I solved that problem by simply replacing the atoms._calc.results['stress'] array with the full 3x3 stress tensor read from vasprun.xml but I ran into another issue. When ASE saves the atoms._calc.results['stress'] array to the .db file it flattens the array. This is a problem since the dimensionality of the stress tensor from schnetpack (3x3) is then different from what is read from the .db file (9x1) which results in errors when calculating metrics (MeanAbsoluteError).

This can be solved by simply reshaping the stress array in the add_batch function in the MeanAbsoluteError metric class. However, I feel that this is not the best solution, does anyone have a better solution for getting the full stress tensor correctly written to the .db file using ASE?

[mgastegger]

Glad to hear the stress tensor seems to work. We use the full (symmetric) 3x3 tensor in SchNetPack.
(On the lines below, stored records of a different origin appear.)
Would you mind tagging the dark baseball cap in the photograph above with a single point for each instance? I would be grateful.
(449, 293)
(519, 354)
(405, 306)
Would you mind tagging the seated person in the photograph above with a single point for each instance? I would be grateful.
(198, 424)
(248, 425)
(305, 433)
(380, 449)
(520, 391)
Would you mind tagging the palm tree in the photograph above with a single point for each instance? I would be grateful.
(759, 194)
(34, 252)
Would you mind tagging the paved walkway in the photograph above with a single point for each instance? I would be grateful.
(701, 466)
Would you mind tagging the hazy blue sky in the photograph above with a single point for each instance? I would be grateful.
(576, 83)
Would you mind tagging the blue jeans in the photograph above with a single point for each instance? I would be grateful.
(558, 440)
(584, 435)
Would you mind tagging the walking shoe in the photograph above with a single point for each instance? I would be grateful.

Regarding your problem, if you just want to generate the database for training, you could also create a custom AtomsData dataset, where you add the stress tensor as an extra property. E.g. by adding to the properties dict in add_system(atoms, **properties). In general, we store all the properties into the additional data entry of the ASE db, since we encountered similar problems to yours when trying to use the ASE Atoms functionality.

I don't know how helpful this is, but it seems like one can disable the Voigt order in atoms.get_stress via voigt=False.
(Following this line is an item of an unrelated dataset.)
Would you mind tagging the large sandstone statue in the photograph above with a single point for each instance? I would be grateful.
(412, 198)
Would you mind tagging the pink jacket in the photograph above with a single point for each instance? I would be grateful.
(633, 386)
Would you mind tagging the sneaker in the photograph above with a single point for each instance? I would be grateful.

And it also seems that ASE expects the Voigt stress convention in the calculator output, so I will have to change this in the calculator.

[Dankomaister]

Thanks for the suggestion!

I will think about what the best solution is. Since SchNetPack returns the 3x3 symmetric stress tensor I can just convert it to an 1D array in Voigt order. Then it is comparable with the stress as read from VASP by ASE if I just convert the unit also… Or maybe I will write a custom function to read the properties from VASP and store them into the additional data entry of the ASE db like you suggested. Then I don't have to do any conversion or change the SchNetPack code.

[Dankomaister]

Hi, I have encountered a problem when calculating stress using different batch sizes.

When I use a batch size of 1 then the results are close to the true values (5-25% error) which is expected since the training data only contains structures with small stress. However, when I increase the batch size the stress for certain structures becomes infinite. This is especially bad when a batch size of 3 is used, then the calculated stress for all structures becomes +-inf.
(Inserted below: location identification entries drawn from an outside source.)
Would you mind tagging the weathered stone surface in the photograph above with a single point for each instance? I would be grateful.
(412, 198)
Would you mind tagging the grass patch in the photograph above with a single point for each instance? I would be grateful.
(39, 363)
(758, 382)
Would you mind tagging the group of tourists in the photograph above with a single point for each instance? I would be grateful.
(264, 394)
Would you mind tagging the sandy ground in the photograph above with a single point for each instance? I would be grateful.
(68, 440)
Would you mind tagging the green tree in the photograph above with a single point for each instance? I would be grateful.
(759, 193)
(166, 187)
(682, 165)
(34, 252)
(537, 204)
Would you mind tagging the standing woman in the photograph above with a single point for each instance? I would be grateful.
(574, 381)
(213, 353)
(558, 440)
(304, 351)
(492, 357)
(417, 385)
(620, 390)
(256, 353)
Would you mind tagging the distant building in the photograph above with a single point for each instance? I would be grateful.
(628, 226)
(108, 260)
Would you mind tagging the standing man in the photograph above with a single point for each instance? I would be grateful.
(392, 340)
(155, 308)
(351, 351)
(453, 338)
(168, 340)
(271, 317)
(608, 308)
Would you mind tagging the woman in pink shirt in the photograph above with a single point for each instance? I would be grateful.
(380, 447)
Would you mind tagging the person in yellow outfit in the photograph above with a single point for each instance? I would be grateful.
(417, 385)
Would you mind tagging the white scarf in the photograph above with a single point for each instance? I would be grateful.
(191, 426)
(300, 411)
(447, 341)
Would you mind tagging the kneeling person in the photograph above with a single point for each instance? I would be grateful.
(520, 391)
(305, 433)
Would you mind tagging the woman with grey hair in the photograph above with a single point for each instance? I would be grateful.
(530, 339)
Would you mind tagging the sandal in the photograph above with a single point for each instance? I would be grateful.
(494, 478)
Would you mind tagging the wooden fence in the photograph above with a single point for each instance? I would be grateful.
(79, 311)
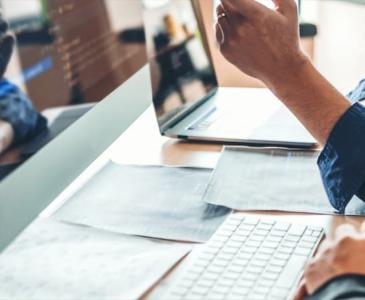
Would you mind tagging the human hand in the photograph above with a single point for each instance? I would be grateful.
(7, 41)
(343, 255)
(262, 42)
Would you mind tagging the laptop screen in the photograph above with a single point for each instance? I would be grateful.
(181, 72)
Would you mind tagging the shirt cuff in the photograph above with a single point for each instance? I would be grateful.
(342, 161)
(350, 286)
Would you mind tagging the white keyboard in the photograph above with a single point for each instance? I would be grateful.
(248, 258)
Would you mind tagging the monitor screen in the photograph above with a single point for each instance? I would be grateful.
(73, 51)
(181, 70)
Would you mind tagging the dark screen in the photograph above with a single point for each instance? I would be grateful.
(73, 51)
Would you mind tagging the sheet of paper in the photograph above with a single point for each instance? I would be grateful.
(154, 201)
(53, 260)
(270, 179)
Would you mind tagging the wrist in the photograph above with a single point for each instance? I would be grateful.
(292, 75)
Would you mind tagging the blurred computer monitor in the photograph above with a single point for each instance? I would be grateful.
(68, 53)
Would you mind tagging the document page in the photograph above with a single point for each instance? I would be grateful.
(53, 260)
(270, 179)
(154, 201)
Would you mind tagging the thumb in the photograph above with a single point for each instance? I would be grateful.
(246, 8)
(286, 7)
My guess is that this has something to do with the padding causing a zero volume? But I don't really see how the stress for all structures can affected, my thinking is that only structures in the last batch should be affected if it is a padding problem.

Any ideas what could cause this?

[mgastegger]

Hm. Are you sure this is a problem of the batch size? Issues with the padding should in principle only happen, when the molecule size changes withing a batch. And the volume is computed based on the cell, which is never padded (since it is always 3x3). There could be a problem with the broadcasting somewhere, though. I will have a look. Otherwise I would check whether there are data points with all zeros unit cells. This could also cause the zero volume division.

[Dankomaister]

Double checked, and yes there is definitely something strange going on when I change the batch size. What I mean with padding is that the number of total images is not even divisible with the batch size. But also for the testing data I'm using the number of atoms in the images also changes.

Let me see if i can make an MWE and upload here.

[Dankomaister]

MWE_stress_bug.zip Ok, check if this MWE works!

Now when I think about it, I also had some problem when training, where the loss function (which includes the stress) became inf for certain batch sizes. This I solved by setting drop_last=True in the AtomsLoader however this is not an ideal solution when evaluating against testing data :)

[mgastegger]

Thank you very much for the example, it helped nailing down the issue. There was a problem with the computation of the volume when the stress tensor was evaluated. It should work now.

[Dankomaister]

Great happy to help! schnetpack keeps getting better and better.